Checking for possible instruction sets on a particular CPU to augment the code (setting up a 32bit DWORD and having each bit represent a factor in identifying and cataloging the CPU like whether x87 FPU instructions are possible, MMX, what CPU family they come from, etc) - this was an idea taken from the Little Big Adventure 2 engine, the specific header file you can find on GitHub here. I mean, over half the codebase of the first game is in assembly! That in itself is inspiring to me because as buggy as the game itself actually is, the fact that it ran so well and was full of so many cool features implemented in such a granular way really motivates me to work on my own program.

Here's how the CPU signature function works as documented in the codebase.

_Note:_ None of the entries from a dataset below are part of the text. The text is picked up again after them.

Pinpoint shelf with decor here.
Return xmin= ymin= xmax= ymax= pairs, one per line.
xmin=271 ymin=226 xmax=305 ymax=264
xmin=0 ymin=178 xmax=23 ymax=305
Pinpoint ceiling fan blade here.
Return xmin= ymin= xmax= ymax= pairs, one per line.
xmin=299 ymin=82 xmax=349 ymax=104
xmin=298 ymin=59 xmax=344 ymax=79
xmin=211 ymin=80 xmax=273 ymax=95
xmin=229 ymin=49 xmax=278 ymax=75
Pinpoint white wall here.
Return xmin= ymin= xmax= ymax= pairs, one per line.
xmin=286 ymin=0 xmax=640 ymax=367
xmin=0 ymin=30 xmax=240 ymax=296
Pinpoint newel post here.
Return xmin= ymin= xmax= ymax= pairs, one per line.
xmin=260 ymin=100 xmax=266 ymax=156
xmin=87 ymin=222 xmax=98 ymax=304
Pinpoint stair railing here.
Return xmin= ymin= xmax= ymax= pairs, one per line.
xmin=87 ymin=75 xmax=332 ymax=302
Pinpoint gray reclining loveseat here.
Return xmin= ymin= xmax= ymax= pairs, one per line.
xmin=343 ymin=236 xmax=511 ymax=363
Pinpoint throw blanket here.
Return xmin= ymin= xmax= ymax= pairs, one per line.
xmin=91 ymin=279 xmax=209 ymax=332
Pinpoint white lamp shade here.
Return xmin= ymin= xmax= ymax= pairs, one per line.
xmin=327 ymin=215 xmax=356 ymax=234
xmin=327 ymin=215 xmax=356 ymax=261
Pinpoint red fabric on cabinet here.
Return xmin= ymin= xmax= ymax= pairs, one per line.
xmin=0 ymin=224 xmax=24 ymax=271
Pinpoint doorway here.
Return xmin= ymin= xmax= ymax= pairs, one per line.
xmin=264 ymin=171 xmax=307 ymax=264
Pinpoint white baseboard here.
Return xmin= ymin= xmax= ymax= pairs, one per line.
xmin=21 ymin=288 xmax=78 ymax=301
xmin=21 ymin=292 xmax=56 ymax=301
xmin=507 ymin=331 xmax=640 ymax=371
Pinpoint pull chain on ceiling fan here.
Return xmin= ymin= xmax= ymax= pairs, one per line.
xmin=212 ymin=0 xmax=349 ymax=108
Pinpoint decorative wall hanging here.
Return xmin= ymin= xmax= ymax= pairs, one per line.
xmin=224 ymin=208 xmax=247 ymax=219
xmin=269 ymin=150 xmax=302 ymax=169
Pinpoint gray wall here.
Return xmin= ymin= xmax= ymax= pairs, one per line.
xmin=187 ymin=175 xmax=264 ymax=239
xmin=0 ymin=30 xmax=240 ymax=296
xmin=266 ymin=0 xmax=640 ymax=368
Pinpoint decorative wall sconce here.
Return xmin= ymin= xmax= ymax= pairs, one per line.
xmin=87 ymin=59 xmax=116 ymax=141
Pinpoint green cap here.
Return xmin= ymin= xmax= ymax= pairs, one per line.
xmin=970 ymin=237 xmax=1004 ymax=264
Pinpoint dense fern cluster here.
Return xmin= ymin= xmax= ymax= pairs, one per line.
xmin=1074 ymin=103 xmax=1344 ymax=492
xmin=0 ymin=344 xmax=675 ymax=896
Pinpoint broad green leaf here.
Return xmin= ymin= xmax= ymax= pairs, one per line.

; Reserved-------------------------++++++++|||||||||||||||||||||||| ; Multimedia Extensions (MMX)--------------+||||||||||||||||||||||| ; Reserved----------------------------------+++++++|||||||||||||||| ; Conditional Move Instruction---------------------+||||||||||||||| ; Machine Check Architecture------------------------+|||||||||||||| ; Global Paging Extension----------------------------+||||||||||||| ; Memory Type Range Registers-------------------------+|||||||||||| ; Reserved---------------------------------------------+||||||||||| ; Reserved----------------------------------------------+|||||||||| ; APIC---------------------------------------------------+||||||||| ; CMPXCHG8B Instruction-----------------------------------+|||||||| ; Machine Check Exception----------------------------------+|||||||
; Physical Address Extensions (2MB Pages/36bit adresses)----+|||||| ; Model Specific registers-----------------------------------+||||| ; Time Stamp Counter------------------------------------------+|||| ; Page size extensions (4MB pages)-----------------------------+||| ; Debugging Extensions (I/O Breakponits)------------------------+||
; Virtual Mode Extensions----------------------------------------+| ; Floating Point Unit on Chip-------------------------------------+

You can just bitmask to figure out what elements are available to take advantage of on the hardware you're running on, which is remarkable to me - and definitely something I want to try implementing in my own program. There's more, but let me get onto the other involved section of this project - DirectX.

DirectX

To tell you the truth, I've been going back and forth on whether I want to involve DirectX at all, because in truth it doesn't fit the vision I have for the program. And to get it out of the way from the beginning, I really, really, really hate VS Code. I don't mind developing on Windows (still not as convenient as Linux) because I use WinAsm; it works fine for my purposes and iteration times are very fast. Get down some scraps of code and press Shift+F8 to assemble, link, and run at once. If it breaks the output window gives me errors and I can work through them to fix things before trying again. The workflow itself is so nice.

Success!

Well, for better or for worse, I finally have some results.

ASM!

Granted I'm rendering a bitmap using just GDI, but that goal feels like it's been reached. The real aim of course has been to put together a rasterizer - but actually being able to display stuff to the screen is a real win. I'll take it!